Chromosomal analyses were performed on peripheral blood samples using conventional GTG-banding techniques at the 550-band level.

Array Comparative Genomic Hybridization

Array comparative genomic hybridization (array-CGH) using the whole genome Cytosure™, ISCA V2 array 4×180K (Oxford Gene Technology, UK) was performed according to the manufacturer's instructions. Scanned images of the arrays were processed and analyzed using Feature Extraction software and Genomic Workbench software (Agilent Technologies) with the statistical algorithm ADM-2 and a sensitivity threshold of 6.0. We applied a ‘loop design' in our hybridizations as previously described [Allemeersch et al., 2009], resulting in 2 reverse labeling hybridizations per sample. To be recognized by the software, alterations had to encompass at least 3 consecutive probes with aberrant log2 values, and those not detected in both dye-swap experiments of the same sample were excluded from the analysis.

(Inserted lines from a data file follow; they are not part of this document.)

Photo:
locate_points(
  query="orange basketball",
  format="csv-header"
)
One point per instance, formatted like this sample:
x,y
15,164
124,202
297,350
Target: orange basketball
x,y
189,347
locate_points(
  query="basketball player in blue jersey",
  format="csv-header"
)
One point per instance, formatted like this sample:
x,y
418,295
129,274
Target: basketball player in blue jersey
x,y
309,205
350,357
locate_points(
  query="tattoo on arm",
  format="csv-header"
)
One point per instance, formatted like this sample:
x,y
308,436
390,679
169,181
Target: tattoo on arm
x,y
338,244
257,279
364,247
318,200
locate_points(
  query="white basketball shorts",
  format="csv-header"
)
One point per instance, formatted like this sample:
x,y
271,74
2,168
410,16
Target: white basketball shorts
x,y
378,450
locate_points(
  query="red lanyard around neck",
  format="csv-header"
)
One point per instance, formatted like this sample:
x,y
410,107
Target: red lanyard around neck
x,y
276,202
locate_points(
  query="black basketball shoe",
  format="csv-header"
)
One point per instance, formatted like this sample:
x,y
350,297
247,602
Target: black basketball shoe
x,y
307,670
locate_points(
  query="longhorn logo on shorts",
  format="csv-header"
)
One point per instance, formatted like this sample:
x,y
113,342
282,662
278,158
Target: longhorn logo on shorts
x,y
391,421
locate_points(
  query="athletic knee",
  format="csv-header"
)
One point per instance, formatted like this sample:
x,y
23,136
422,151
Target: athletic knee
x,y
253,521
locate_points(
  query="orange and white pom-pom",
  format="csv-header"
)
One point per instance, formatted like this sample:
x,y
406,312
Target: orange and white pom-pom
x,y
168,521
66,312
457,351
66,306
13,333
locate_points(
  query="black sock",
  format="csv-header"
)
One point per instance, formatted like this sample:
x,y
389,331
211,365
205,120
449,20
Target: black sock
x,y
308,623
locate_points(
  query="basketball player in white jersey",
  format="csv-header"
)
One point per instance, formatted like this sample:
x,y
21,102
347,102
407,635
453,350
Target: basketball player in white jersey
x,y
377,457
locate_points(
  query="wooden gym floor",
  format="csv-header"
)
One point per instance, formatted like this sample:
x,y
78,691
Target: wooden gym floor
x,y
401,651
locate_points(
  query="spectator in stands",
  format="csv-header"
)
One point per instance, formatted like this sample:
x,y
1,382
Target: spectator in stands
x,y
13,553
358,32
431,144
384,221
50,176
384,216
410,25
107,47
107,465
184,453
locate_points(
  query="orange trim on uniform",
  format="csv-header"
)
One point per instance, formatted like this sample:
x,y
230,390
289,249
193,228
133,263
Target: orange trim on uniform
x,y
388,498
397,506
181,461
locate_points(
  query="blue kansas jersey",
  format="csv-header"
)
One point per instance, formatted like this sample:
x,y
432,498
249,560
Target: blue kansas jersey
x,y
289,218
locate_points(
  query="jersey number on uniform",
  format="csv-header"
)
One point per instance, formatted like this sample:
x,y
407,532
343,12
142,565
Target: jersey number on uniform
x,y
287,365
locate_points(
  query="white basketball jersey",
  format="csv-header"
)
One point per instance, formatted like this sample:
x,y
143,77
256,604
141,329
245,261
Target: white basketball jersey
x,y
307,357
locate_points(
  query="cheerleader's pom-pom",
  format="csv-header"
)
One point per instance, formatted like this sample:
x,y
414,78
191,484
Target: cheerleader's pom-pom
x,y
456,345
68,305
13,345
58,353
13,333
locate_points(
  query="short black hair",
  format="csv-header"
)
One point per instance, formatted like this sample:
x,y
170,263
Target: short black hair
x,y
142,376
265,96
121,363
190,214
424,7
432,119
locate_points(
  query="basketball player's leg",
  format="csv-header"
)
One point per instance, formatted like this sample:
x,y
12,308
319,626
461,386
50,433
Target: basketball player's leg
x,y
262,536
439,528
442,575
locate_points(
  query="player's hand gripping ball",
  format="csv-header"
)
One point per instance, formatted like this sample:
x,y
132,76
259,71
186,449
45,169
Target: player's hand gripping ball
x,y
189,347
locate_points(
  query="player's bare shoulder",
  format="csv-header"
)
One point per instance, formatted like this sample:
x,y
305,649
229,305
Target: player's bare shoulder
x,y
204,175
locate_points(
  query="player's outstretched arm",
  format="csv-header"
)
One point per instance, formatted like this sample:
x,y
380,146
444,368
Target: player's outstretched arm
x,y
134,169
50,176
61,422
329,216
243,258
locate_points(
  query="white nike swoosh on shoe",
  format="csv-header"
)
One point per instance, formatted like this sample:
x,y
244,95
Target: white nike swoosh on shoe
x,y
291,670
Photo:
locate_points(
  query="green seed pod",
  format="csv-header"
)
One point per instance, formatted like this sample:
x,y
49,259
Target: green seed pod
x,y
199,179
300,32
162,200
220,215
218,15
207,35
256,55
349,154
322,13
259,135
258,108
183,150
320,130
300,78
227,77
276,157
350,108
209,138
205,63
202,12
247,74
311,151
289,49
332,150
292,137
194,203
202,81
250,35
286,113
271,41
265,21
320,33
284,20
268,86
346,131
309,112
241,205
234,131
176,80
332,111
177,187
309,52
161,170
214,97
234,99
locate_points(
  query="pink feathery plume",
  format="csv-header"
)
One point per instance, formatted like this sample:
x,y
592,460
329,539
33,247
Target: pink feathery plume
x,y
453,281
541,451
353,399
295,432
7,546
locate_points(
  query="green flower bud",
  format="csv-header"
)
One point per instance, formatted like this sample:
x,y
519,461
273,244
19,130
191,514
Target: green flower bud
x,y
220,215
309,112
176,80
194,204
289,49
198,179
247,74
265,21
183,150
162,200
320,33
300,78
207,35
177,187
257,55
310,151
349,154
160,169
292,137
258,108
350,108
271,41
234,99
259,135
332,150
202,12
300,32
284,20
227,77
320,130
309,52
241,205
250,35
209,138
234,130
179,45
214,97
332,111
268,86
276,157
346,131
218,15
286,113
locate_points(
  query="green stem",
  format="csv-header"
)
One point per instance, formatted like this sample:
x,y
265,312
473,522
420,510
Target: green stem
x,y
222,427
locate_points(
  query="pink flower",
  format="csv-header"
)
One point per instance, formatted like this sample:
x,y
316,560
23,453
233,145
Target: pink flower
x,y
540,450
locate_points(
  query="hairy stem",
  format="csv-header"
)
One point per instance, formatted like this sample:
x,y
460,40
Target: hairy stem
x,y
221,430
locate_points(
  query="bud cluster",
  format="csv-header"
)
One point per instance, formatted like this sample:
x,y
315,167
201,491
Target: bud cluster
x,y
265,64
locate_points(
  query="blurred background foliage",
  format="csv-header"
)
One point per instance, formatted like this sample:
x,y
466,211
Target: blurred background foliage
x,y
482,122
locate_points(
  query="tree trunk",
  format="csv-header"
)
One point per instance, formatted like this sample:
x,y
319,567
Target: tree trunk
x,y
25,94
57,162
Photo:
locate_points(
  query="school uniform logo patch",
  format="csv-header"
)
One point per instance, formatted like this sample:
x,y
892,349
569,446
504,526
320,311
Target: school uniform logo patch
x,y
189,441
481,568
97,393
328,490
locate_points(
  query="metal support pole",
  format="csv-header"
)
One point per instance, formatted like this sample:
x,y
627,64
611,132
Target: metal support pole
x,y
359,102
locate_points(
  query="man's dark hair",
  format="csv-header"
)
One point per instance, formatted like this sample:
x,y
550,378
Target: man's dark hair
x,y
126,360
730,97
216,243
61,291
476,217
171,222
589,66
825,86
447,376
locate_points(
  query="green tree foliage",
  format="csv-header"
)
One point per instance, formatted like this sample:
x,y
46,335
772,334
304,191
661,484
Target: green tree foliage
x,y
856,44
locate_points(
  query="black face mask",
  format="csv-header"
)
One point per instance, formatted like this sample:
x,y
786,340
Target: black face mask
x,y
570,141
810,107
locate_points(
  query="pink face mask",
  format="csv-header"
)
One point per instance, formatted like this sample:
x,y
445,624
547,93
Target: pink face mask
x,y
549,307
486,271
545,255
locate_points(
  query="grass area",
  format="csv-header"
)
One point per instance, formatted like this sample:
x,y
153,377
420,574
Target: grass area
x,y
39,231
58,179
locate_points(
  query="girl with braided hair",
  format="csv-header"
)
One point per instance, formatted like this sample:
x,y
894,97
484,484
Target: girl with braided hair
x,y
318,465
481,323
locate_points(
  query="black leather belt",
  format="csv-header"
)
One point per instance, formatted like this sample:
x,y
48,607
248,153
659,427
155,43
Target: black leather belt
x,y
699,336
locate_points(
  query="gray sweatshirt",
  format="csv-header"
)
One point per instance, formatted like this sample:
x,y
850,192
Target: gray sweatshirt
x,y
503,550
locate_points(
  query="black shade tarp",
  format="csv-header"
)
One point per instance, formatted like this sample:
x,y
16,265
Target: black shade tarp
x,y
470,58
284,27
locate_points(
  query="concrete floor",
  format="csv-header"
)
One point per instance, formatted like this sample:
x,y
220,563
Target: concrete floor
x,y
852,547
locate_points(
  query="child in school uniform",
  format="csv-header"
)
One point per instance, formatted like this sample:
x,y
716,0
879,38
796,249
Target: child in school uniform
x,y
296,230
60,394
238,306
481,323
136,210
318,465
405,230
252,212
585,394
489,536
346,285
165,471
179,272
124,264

Conventional cytogenetic analysis revealed a normal 46,XY karyotype for both the patient and his father, and the mother had a normal 46,XX karyotype. Array-CGH results of the patient showed a 5.6-Mb interstitial deletion at 10p15.3p14, spanning from position 2,834,518 to 8,485,795 bp (HG19) and encompassing several genes (fig. 2). Array-CGH of the parents was normal, indicating that it is a de novo deletion.

Fig. 2

A Array-CGH profile of the 5.6-Mb interstitial deletion at the short arm of chromosome 10. B DGS2-deleted region and the 10p15.3p14 deletion in the present case (red bars). The green line indicates the deletion of the GATA3 gene in both deleted regions.

Fig. 2

A Array-CGH profile of the 5.6-Mb interstitial deletion at the short arm of chromosome 10. B DGS2-deleted region and the 10p15.3p14 deletion in the present case (red bars). The green line indicates the deletion of the GATA3 gene in both deleted regions.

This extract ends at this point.